China’s Fighters Won’t Match US

Hype over the J-20 stealth fighter shouldn’t overlook it will be a smaller force than the US F-22 and F-35 fleet.

With the recent first flight of the Chinese air force's J-20 stealth fighter prototype, there has been a great deal of international attention focused on the People's Liberation Army Air Force's rapid modernization.

But an important corollary has been lost in the hype. Yes, the PLAAF is quickly becoming more modern, but it's also getting a lot smaller. Beijing's emphasis on quality over quantity, at least when it comes to military aircraft, is perfectly normal. Today, nearly all of the world's air forces—including the US Air Force—are taking the same approach, replacing numerous older airplanes with fewer modern ones.

According to a chart published by the Air Force Association, a US advocacy group, in the decade since 2000, the PLAAF has reduced its fleet by half from 2,500 fighters. Beijing accomplished this mostly by retiring 1960s designs such as the J-6 and J-7—rough analogues of the Soviet MiG-19 and MiG-21, respectively. In place of thousands of J-6s and J-7s, the PLAAF has brought into service several hundred J-10s and J-11s, respectively based on the 1980s-vintage Soviet Su-27 and Israeli Lavi.

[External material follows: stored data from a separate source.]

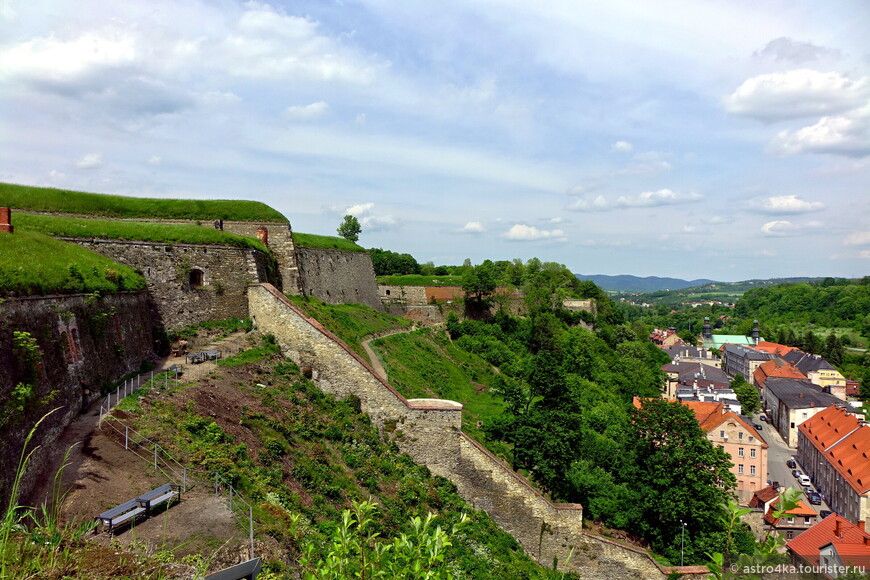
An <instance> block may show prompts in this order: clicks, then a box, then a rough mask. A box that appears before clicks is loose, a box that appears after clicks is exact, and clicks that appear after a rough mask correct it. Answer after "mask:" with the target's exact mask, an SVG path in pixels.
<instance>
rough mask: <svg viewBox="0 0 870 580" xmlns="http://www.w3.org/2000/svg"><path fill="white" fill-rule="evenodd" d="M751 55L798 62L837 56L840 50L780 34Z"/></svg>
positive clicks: (786, 60) (778, 59)
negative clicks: (803, 40)
mask: <svg viewBox="0 0 870 580" xmlns="http://www.w3.org/2000/svg"><path fill="white" fill-rule="evenodd" d="M753 56H759V57H765V58H772V59H773V60H776V61H785V62H791V63H794V64H800V63H804V62H807V61H811V60H818V59H820V58H824V57H831V58H839V57H840V51H839V50H835V49H832V48H825V47H824V46H817V45H815V44H813V43H812V42H805V41H801V40H793V39H791V38H787V37H784V36H782V37H780V38H775V39H774V40H771V41H770V42H768V43H767V44H766V45H765V46H764V48H762V49H761V50H756V51H755V52H754V53H753Z"/></svg>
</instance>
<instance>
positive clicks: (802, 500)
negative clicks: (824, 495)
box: [764, 498, 819, 525]
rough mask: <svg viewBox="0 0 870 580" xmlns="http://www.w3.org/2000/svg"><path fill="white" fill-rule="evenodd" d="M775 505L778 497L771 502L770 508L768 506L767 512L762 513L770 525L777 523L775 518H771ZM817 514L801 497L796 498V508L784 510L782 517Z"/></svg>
mask: <svg viewBox="0 0 870 580" xmlns="http://www.w3.org/2000/svg"><path fill="white" fill-rule="evenodd" d="M777 505H779V498H777V499H775V500H773V501H772V502H771V504H770V508H768V510H767V513H766V514H764V520H765V521H766V522H767V523H769V524H772V525H776V524H777V520H775V519H774V518H773V510H774V508H775V507H776V506H777ZM817 515H819V514H818V513H816V510H814V509H813V508H811V507H810V506H808V505H807V504H806V503H804V500H802V499H799V500H798V505H797V507H796V508H794V509H791V510H788V511H787V512H785V514H783V516H784V517H785V516H817Z"/></svg>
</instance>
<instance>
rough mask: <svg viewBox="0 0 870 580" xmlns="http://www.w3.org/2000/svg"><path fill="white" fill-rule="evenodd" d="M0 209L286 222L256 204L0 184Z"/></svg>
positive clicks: (101, 214)
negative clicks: (104, 192) (108, 193)
mask: <svg viewBox="0 0 870 580" xmlns="http://www.w3.org/2000/svg"><path fill="white" fill-rule="evenodd" d="M0 206H9V207H12V208H18V209H26V210H31V211H48V212H60V213H75V214H82V215H94V216H104V217H119V218H137V217H138V218H162V219H189V220H207V221H214V220H216V219H222V220H228V221H255V222H256V221H263V222H283V223H286V222H287V221H288V220H287V218H286V217H284V216H283V215H281V213H280V212H278V211H276V210H274V209H272V208H271V207H269V206H268V205H266V204H265V203H262V202H259V201H246V200H225V199H220V200H218V199H155V198H146V197H125V196H120V195H103V194H99V193H85V192H81V191H68V190H64V189H53V188H47V187H31V186H27V185H15V184H11V183H0Z"/></svg>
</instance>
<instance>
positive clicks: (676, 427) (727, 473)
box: [626, 399, 737, 562]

The US Air Force underwent a similar shrinking initiative in the 1970s and again in the early 1990s—both times replacing thousands of older fighters with hundreds of modern ones. A similar process is currently underway in US air arms, albeit more modestly. Between 2010 and 2020, the American fighter fleet is projected to contract by around 10 percent as new F-22s, F-35s, F/A-18s and armed drones replace jets built in the 1980s.  

Based on current trends, by 2020 China will possess probably around 1,000 fighters, most of them modern. According to US Secretary of Defense Robert Gates, just 50 of those fighters will be of the latest, stealthy J-20 design. The US military, by contrast, will possess around 3,000 fighters, around a third of them stealth models.

By historical standards, the United States is set to enjoy an unprecedented measure of superiority in both the quantity and quality of its fighter planes, compared to its nearest competitor. In the 1980s, the Soviet air force's fighter fleet outnumbered the US fighter fleet by several thousand planes, although America's were more modern. A decade from now, the US fighter force will both bigger and more modern than China's.